CFG["switches"]["manta_config"]
contains the dictionary representation of the manta_config
section from the YAML file shown above. You can see how the "_default"
special key is being used here (see Switch on Wildcard Value for more info) as well as the {MODSDIR}
placeholder for the module subdirectory (see Directory Placeholders for more info).
# This is the dictionary stored in `CFG["switches"]["manta_config"]`
{
'_default': '{MODSDIR}/etc/manta_config.default.ini',
'mrna': '{MODSDIR}/etc/manta_config.high_sensitivity.ini',
'capture': '{MODSDIR}/etc/manta_config.high_sensitivity.ini'
}
Switch on Sample Metadata¶
As I mentioned in Conditional Module Behaviour, adding wildcards for conditional behaviour in a Snakefile is unsustainable and goes against the core principle of modularity. One workaround is to query the metadata for each sample (or each tumour-normal pair) and to update the tool command accordingly. The approach is similar to a Switch on Wildcard Value, but with a few notable differences.

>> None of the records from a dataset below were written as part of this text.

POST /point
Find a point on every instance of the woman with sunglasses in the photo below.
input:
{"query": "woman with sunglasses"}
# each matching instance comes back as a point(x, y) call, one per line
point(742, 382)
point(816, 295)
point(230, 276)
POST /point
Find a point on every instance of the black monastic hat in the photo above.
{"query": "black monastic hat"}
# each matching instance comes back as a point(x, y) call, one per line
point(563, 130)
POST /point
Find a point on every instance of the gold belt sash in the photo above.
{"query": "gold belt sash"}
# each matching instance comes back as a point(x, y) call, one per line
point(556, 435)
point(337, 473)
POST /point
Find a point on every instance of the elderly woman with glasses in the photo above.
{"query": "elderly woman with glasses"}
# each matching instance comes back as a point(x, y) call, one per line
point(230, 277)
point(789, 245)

The function to use is oncopipe.switch_on_column(()
where the first argument (column
) is the column name, the second argument (samples
) is the samples data frame (typically CFG["samples"]
), and the third argument (options
) is a dictionary mapping possible values in the column to the corresponding values that should be returned. This dictionary follows the same structure as the Switch on Wildcard Value. An additional albeit optional argument is called match_on
, which needs to be set to either "tumour"
(default) or "normal"
to determine whether the function uses the wildcards.tumour_id
or wildcards.normal_id
to look up a sample ID. The function will automatically use wildcards.seq_type
to also filter on sequencing data type.
At the moment, this function only works for tumour-based modules (e.g. paired variant calling). It should soon be generalized to also work with sample-based modules (e.g. STAR alignment). This issue is tracked here.
The code block below shows how we could achieve the same outcome using oncopipe.switch_on_column()
for the example given in Switch on Wildcard Value. The only difference other than the function name is the addition of the samples
argument before providing the same options
dictionary. By default, the function will use wildcards.tumour_id
(and wildcards.seq_type
) to look up the sample in CFG["samples"]
. In practice, you would simply use oncopipe.switch_on_wildcard()
since seq_type
is available as a wildcard.
rule _manta_configure:
input:
config = op.switch_on_column("seq_type", CFG["samples"], CFG["switches"]["manta_config"])
Switch on File Contents¶
The behaviour of some module depends on the contents (or existence) of input or intermediate files. The best way to address this is using Snakemake Checkpoints. They are a bit complicated to implement, but you can look at the manta
module (version 1.0) for an example. Do note that checkpoints can be slow because the function using the checkpoint is run sequentially for each sample.